Die hier maßgebende Regelung des Abkommens ist auch nicht verfassungswidrig. Die Bundesrepublik Deutschland hat die vom Kläger aufgrund seiner deutschen Versicherungszeiten erworbene Rentenanwartschaft nicht enteignet, sondern nur in ein anderes System der sozialen Sicherung übergeführt (so BSG in SozR 6685 Art 24 Nr 1 S 5). Im übrigen gilt auch hier der Grundsatz, daß gesetzliche Regelungen, mit denen außergewöhnliche Probleme bewältigt werden mußten, die ihren Ursprung in den historischen Vorgängen aus der Zeit vor Entstehung der Bundesrepublik haben, nur beschränkt am Grundgesetz gemessen werden dürfen (Beschluß des Bundesverfassungsgerichts vom 26. Februar 1980 - 1 BvR 195/77 in BVerfGE 53, 164 = SozR 2200 § 1318 Nr 5). Auch das deutsch-polnische Abkommen hat seinen Grund in den geschichtlichen Ereignissen und den durch sie im Bereich der Rentenversicherung geschaffenen tiefgreifenden Veränderung schon vor der Entstehung der Bundesrepublik Deutschland (vgl BSGE 42, 249 und 43, 164). Dabei hat es, wie dargestellt, von einer endgültigen Versicherungslastregelung abgesehen und lediglich Zuständigkeiten für die Dauer des jeweiligen Wohnsitzes des Berechtigten begründet. Dem Kläger geht so eine Anwartschaft auf eine deutsche Rente aus den deutschen Zeiten nicht endgültig verloren.

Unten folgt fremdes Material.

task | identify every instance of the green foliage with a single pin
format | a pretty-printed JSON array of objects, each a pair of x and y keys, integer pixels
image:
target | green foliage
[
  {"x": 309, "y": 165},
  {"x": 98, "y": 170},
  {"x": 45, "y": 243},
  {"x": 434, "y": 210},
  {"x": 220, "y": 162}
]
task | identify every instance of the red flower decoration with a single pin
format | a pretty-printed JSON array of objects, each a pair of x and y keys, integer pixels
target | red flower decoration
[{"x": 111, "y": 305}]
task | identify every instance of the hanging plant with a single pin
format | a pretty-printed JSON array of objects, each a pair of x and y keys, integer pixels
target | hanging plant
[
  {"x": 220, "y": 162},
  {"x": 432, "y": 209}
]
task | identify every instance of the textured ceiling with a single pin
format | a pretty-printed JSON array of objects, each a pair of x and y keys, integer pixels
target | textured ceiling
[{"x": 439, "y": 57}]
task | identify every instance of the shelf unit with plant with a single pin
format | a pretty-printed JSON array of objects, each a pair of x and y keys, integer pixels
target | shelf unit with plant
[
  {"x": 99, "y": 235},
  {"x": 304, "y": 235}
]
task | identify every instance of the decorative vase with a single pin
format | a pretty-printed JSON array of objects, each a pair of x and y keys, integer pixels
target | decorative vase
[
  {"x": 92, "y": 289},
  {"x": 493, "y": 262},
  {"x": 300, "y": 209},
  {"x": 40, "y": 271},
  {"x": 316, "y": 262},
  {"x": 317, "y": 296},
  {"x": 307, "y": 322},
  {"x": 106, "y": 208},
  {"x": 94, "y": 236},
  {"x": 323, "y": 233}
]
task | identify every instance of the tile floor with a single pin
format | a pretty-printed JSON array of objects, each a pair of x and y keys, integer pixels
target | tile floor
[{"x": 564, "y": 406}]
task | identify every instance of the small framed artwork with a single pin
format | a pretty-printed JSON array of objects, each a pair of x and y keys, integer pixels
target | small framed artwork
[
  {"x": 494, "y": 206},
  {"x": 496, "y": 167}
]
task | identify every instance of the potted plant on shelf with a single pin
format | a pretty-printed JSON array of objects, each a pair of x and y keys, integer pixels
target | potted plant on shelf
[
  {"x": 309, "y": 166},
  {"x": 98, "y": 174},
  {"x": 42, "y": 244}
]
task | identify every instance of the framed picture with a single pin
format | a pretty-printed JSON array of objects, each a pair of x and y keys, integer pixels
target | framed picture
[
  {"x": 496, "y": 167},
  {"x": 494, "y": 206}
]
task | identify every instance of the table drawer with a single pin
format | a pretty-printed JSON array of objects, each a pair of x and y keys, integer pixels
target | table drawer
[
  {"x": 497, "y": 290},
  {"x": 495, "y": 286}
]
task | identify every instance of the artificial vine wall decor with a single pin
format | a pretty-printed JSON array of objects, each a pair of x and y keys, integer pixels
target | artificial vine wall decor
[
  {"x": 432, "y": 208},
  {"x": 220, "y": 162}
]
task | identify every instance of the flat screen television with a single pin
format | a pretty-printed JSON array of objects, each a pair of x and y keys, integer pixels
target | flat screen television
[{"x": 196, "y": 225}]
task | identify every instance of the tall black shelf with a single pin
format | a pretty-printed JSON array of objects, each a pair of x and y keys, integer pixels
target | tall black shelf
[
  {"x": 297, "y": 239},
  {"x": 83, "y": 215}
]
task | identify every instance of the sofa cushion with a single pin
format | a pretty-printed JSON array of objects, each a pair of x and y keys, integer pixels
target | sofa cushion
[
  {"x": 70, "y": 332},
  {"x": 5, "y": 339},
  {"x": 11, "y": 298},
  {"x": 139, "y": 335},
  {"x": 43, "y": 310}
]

Im übrigen ist auf folgendes hinzuweisen: Der Ausschuß für Arbeit und Sozialordnung hatte sich vor Ratifizierung des Vertragswerkes mit der Volksrepublik Polen ausführlich auch mit den Auswirkungen des Abkommens für die Betroffenen befaßt (vgl BT-Drucks 7/4731 vom 11. Februar 1976 S. 5 bis 6). Dabei ist für die in Polen verbleibenden und lebenden Deutschen abgewogen worden, inwieweit es für vertretbar gehalten werden könne, diesen Versichertenkreis auf das im Niveau niedrigere polnische Sozialversicherungsrecht zu verweisen, außerdem, inwieweit es vorteilhafter für diesen Personenkreis sein könnte, ihn voll in das polnische Renten- und Unfallversicherungssystem einzugliedern und ihn damit aufgrund einer völkerrechtlichen Vereinbarung in seinen Rechten gegenüber der polnischen Versicherung abzusichern. Im Ergebnis ist das Vertragswerk von der Auffassung getragen, daß die Regelung im Abkommen in keinem Fall tatsächliche Verschlechterungen gegenüber der bis dahin geltenden Regelung aus den Jahren 1953 bis 1966 bewirke, vielmehr in zahlreichen Fällen erhebliche Verbesserungen für die betroffenen Personen bringe und daß angesichts der Unterschiedlichkeit der Sozialversicherungssysteme weniger die Frage, ob im Einzelfall durch deutsche Versicherungszeiten eine Rentensteigerung bewirkt würde, als vielmehr die Frage, ob die Eingliederung der Betroffenen unter Gleichstellung polnischer und deutscher Zeiten in das polnische System erfolge, entscheidend sein müsse. Aus dieser Sicht kann der negativen Bewertung der im deutsch-polnischen Abkommen getroffenen Regelung, wie sie der Kläger vorbringt, im weiten Umfang nicht beigepflichtet werden (vgl hierzu auch Baumgarten in Mitteilungen der Landesversicherungsanstalt Berlin 1978, 260, 266f).
Ein Anspruch des Klägers auf Gewährung einer Rente aus den deutschen Zeiten ergibt sich schließlich, wie das LSG zutreffend ausführt, auch nicht aus den §§ 1315 ff RVO, weil das Abkommen einen Anspruch auf Leistung aus den deutschen Zeiten für die Dauer des Wohnsitzes in Polen schlechthin ausschließt (vgl BSGE 42, 249 und 43, 164).
Nach allem war die Revision des Klägers zurückzuweisen.
Die Kostenentscheidung beruht auf § 193 des Sozialgerichtsgesetzes.